Human Umbilical Cord Mesenchymal Stem Cells Encapsulated with Pluronic F-127 Enhance the Regeneration and Angiogenesis of Thin Endometrium in Rat via Local IL-1 Stimulation.

Thin endometrium (< 7 mm) could cause low clinical pregnancy, reduced live birth, increased spontaneous abortion, and decreased birth weight. However, the treatments for thin endometrium have not been well developed. In this study, we aim to determine the role of Pluronic F-127 (PF-127) encapsulation of human umbilical cord mesenchymal stem cells (hUC-MSCs) in the regeneration of thin endometrium and its underlying mechanism. Thin endometrium rat model was created by infusion of 95% ethanol. Thin endometrium modeled rat uterus were treated with saline, hUC-MSCs, PF-127, or hUC-MSCs plus PF-127 separately. Regenerated rat uterus was measured for gene expression levels of angiogenesis factors and histological morphology.

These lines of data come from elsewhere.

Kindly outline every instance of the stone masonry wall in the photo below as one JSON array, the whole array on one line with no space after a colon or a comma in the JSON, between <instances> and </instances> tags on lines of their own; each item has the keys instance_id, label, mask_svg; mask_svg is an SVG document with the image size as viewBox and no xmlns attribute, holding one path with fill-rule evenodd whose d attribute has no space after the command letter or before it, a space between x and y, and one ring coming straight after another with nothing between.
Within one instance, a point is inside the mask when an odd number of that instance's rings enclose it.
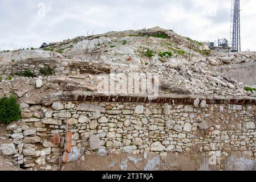
<instances>
[{"instance_id":1,"label":"stone masonry wall","mask_svg":"<svg viewBox=\"0 0 256 182\"><path fill-rule=\"evenodd\" d=\"M104 152L111 149L133 154L215 151L218 159L231 150L248 151L255 156L255 105L200 105L202 108L55 102L46 107L22 103L23 119L7 127L11 142L2 144L0 152L14 158L22 168L56 170L64 143L54 144L52 136L65 136L67 123L72 133L69 161L82 157L83 149L91 154L99 147Z\"/></svg>"}]
</instances>

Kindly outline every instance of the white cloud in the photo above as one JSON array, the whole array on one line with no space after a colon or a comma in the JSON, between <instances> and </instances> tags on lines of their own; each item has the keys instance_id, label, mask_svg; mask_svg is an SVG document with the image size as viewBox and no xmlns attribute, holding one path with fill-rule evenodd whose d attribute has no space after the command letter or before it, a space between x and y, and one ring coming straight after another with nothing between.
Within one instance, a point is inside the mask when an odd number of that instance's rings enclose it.
<instances>
[{"instance_id":1,"label":"white cloud","mask_svg":"<svg viewBox=\"0 0 256 182\"><path fill-rule=\"evenodd\" d=\"M39 3L45 17L37 16ZM256 50L256 1L241 6L242 49ZM156 26L198 40L229 39L230 9L231 0L0 0L0 49Z\"/></svg>"}]
</instances>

Angiogenesis capacity of interleukin-1 beta (IL-1)-primed hUC-MSCs was monitored via quantitative polymerase chain reaction (q-PCR), Luminex assay, and tube formation assay. Decreased endometrium thickness and gland number and increased inflammatory factor IL-1 were achieved in the thin endometrium rat model. Embedding of hUC-MSCs with PF-127 could prolong the hUC-MSCs retaining, which could further enhance endometrium thickness and gland number in the thin endometrium rat model via increasing angiogenesis capacity. Conditional medium derived from IL-1-primed hUC-MSCs increased the concentration of angiogenesis factors (basic fibroblast growth factor (bFGF), vascular endothelial growth factors (VEGF), and hepatocyte growth factor (HGF)). Improvement in the thickness, number of glands, and newly generated blood vessels could be achieved by uterus endometrium treatment with PF-127 and hUC-MSCs transplantation. Local IL-1 stimulation-primed hUC-MSCs promoted the release of angiogenesis factors and may play a vital role on thin endometrium regeneration.